Kitabın ikinci yarısında anlatıcının tekrara düştüğünü hissettiğim bölümler oldu ama olur o kadar, hissettim geçti. 

Yazıma dair neler söyleyebilirsin? 

Kilroy’un dili sade ama bir o kadar da vurucu. Anlatım da annenin duygusal dünyasını olduğu gibi aktarmaya çalışıyor. Oğluna hitaben kullandığı ikinci tekil şahıs da bence çok işe yarıyor. Temelde bir monolog olduğu için bu tercihlerin sadeliği ve işlevselliği daha da önemli. En kısa, en etkili yoldan amacına ulaşmaya çalışıyor yazar. Bunu da başarıyor.

Kısa sürede sürüklenerek mi okudun? Yoksa biraz sürünerek mi? 

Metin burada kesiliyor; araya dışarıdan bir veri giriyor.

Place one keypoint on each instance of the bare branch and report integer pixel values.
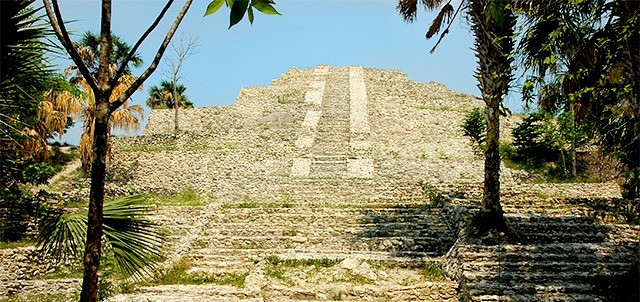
(143, 77)
(133, 51)
(181, 52)
(63, 36)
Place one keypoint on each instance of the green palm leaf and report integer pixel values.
(131, 237)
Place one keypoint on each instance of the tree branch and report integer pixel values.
(446, 31)
(61, 32)
(143, 77)
(133, 50)
(105, 48)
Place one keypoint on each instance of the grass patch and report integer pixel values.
(177, 274)
(148, 148)
(74, 271)
(432, 271)
(349, 277)
(40, 298)
(76, 204)
(438, 108)
(5, 245)
(186, 197)
(322, 262)
(285, 101)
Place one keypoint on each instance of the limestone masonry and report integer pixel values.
(366, 168)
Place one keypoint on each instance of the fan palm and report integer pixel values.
(162, 97)
(591, 52)
(492, 23)
(131, 238)
(127, 117)
(24, 73)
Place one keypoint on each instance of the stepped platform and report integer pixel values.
(349, 184)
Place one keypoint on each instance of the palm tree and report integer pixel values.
(127, 117)
(24, 73)
(492, 23)
(133, 241)
(162, 97)
(102, 85)
(590, 52)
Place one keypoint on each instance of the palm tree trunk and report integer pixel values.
(493, 26)
(176, 103)
(96, 200)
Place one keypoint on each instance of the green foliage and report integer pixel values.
(16, 244)
(585, 54)
(178, 274)
(475, 126)
(130, 237)
(40, 298)
(543, 144)
(162, 97)
(322, 262)
(241, 7)
(534, 140)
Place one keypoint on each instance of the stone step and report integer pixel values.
(389, 244)
(328, 252)
(427, 291)
(190, 293)
(556, 297)
(540, 256)
(243, 263)
(67, 286)
(559, 237)
(550, 267)
(546, 219)
(555, 249)
(373, 230)
(265, 217)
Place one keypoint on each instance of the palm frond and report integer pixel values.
(408, 9)
(133, 239)
(443, 17)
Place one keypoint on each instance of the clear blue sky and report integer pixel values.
(369, 33)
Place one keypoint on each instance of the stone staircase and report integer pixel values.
(313, 199)
(564, 258)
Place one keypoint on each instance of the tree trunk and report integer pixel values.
(176, 103)
(574, 168)
(493, 48)
(96, 200)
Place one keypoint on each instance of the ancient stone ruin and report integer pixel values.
(351, 183)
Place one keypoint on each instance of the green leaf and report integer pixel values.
(238, 9)
(250, 12)
(214, 6)
(135, 243)
(265, 7)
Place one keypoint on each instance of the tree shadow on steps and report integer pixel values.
(560, 258)
(405, 231)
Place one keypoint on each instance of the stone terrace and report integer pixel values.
(339, 163)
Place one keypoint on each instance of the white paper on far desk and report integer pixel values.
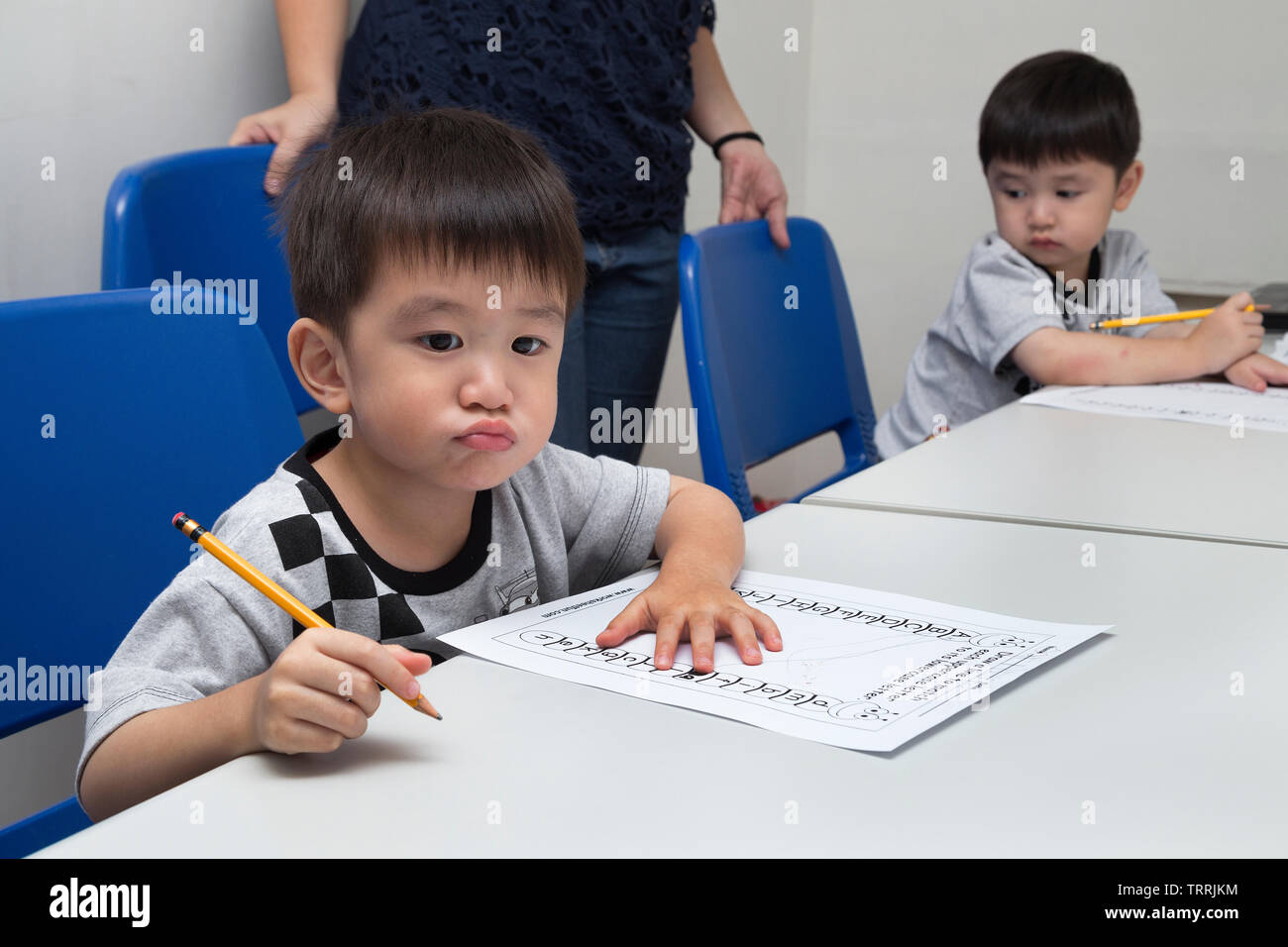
(861, 669)
(1206, 402)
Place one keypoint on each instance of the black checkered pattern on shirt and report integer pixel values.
(355, 598)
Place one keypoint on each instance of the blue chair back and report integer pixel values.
(204, 214)
(116, 419)
(772, 351)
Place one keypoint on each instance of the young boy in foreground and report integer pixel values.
(1057, 140)
(432, 283)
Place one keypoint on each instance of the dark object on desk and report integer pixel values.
(1275, 318)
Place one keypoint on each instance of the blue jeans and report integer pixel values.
(616, 342)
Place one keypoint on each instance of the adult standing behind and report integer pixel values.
(605, 86)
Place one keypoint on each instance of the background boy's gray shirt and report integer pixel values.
(962, 367)
(562, 525)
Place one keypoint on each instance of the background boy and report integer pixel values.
(1057, 140)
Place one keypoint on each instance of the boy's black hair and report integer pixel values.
(449, 187)
(1060, 106)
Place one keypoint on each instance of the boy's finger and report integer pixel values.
(326, 710)
(340, 680)
(768, 630)
(702, 639)
(743, 634)
(669, 629)
(629, 621)
(370, 656)
(415, 661)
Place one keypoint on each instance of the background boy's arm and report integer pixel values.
(1057, 357)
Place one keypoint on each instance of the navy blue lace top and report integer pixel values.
(599, 82)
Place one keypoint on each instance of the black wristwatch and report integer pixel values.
(715, 146)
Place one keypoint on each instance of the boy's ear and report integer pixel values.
(1127, 185)
(318, 363)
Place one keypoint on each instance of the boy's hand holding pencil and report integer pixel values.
(326, 684)
(1233, 331)
(323, 686)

Daha ilk sayfasından itibaren kolayca dünyasına dâhil oldum ve ara vermeden okumak istedim. Fakat kısa olmasına rağmen yoğun bir metin olduğu için ara verme ihtiyacı duyduğum anlar oldu. Yine de tamamını iki günde bitirdim. 

Çok etkilendiğin / dönüp tekrar okuduğun bölüm(ler) oldu mu? 

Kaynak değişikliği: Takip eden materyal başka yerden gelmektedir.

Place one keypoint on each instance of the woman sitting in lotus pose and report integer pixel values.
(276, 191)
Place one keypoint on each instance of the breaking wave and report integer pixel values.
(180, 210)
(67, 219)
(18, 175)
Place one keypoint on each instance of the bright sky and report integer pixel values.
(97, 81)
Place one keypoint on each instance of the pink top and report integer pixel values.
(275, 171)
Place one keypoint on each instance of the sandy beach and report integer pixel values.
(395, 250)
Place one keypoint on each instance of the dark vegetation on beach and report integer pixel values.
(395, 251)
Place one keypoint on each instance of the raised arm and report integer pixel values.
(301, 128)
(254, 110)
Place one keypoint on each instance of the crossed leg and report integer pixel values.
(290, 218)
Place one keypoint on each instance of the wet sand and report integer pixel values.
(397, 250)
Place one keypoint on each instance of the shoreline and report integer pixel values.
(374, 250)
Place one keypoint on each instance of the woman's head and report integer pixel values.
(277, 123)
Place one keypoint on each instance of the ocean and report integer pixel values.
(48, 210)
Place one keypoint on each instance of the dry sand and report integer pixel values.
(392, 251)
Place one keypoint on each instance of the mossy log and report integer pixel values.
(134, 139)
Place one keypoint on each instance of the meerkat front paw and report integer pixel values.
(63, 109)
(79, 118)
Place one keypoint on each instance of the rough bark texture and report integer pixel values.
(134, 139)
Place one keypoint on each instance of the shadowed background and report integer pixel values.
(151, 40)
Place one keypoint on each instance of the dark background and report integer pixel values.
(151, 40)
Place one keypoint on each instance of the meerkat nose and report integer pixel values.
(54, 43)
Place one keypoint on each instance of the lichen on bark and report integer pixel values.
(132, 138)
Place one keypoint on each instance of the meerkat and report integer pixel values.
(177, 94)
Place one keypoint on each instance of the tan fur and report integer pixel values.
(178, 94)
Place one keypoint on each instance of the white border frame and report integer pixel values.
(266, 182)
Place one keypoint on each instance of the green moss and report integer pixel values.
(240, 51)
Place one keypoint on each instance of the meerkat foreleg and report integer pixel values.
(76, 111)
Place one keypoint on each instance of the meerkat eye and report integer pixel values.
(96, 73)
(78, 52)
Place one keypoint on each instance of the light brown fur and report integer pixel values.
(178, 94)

Anlatıcının bebeği olduktan sonra hayatının nasıl değiştiğini anlattığı bazı bölümler var. Bu bölümlerde hem bir annenin çocuğuyla kurduğu bağın kırılganlığını hem de o bağın nasıl geri dönülmez değişimlere yol açtığını görüyoruz. Buraları tekrar okuduğum oldu. Anne olmak isteyen herkesin de okumasını isterim.

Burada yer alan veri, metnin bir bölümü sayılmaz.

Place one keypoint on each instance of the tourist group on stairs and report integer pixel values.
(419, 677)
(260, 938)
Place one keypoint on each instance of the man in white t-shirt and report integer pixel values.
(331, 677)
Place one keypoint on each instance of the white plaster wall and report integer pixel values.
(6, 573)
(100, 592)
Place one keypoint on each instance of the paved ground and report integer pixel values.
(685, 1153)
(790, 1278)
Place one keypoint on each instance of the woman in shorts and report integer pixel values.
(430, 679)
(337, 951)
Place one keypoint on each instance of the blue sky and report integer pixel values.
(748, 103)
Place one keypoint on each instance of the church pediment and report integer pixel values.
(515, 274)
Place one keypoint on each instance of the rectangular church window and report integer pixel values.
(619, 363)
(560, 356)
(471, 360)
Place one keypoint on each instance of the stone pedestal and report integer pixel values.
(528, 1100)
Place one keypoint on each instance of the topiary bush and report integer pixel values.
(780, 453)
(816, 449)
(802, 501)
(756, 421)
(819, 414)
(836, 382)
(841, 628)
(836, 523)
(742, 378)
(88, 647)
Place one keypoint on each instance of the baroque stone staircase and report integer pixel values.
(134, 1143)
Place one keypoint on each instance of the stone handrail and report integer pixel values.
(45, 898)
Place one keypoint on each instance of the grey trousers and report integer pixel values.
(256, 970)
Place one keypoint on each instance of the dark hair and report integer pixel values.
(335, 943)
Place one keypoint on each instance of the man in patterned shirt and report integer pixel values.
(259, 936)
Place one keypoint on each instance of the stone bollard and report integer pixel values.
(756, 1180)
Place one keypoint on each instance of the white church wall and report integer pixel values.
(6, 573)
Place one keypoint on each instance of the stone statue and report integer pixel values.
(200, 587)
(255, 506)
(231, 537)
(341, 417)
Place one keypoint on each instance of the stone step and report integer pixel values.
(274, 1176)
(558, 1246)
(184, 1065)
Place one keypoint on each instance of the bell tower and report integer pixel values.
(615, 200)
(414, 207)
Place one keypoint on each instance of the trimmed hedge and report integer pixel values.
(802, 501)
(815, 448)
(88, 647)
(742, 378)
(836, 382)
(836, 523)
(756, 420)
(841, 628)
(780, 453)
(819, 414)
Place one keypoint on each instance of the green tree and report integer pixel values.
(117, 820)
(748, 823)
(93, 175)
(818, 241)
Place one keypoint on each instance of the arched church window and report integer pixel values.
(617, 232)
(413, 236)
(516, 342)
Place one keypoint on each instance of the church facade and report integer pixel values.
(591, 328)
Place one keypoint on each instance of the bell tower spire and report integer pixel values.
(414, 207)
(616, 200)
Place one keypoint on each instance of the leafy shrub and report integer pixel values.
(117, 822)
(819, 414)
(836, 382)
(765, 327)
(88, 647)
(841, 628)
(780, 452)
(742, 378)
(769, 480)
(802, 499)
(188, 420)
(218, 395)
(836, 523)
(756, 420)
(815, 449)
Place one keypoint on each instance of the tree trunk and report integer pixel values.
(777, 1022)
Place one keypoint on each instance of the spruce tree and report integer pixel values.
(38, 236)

Kitap, modunu nasıl etkiledi? 

Metnin anneliğe dair bir güzelleme içermektense durumu olduğu gibi ortaya koyan hâli ister istemez insanı düşünmeye itiyor. Çocuk sahibi olmak da gerçekten üzerine düşünülmesi gereken bir şey zaten. Yazarın bunu tetiklemesi de amacına ulaştığının göstergesi sanki.

Okurken hiç Google’ladığın şeyler oldu mu? 

Yazarla ilk tanışmam olduğu için daha önceki eserlerine baktım. Özellikle bir müzisyen eski kemanıyla kurduğu takıntılı ilişkiyi anlatan ikinci romanı Tenderwire’ı çok merak ettim. 

Kitabın ismi hakkında ne düşünüyorsun?

Anlatıcı oğluyla konuşurken ona “denizci” diye hitap ediyor. Bu durumda “asker” de kendisi oluyor. Metni düşünürsek bu benzetme boşuna değil hatta fazlasıyla anlamlı ama doğrudan isimlerle aram iyi değil malum. Bu yüzden ismi romana dair en az sevdiğim şeylerden birisi. 

Bu kitabı seven şunları da sever (Akla gelen başka kitap önerileri)  

Annelik meselesine benzer bir yerden bakan Maggie Nelson’ın Argonautlar’ı ve Sheila Heti’nin Annelik romanı ilk aklıma gelenler oldu. 

Bunun dışında henüz Türkçe’ye çevrilmemiş olsa da Rachel Cusk’ın A Life’s Work: On Becoming a Mother kitabı benzer sularda dolaşan bir metin. 

Yazara bir soru soracak olsan bu soru ne olurdu?

Anlatıcı ile kendi annelik deneyimi arasında nasıl bir bağ var bunu sormak isterdim. İlk akla gelen ister istemez güçlü bir bağ olduğu ama gerçekten öyle mi, bunu merak ediyorum.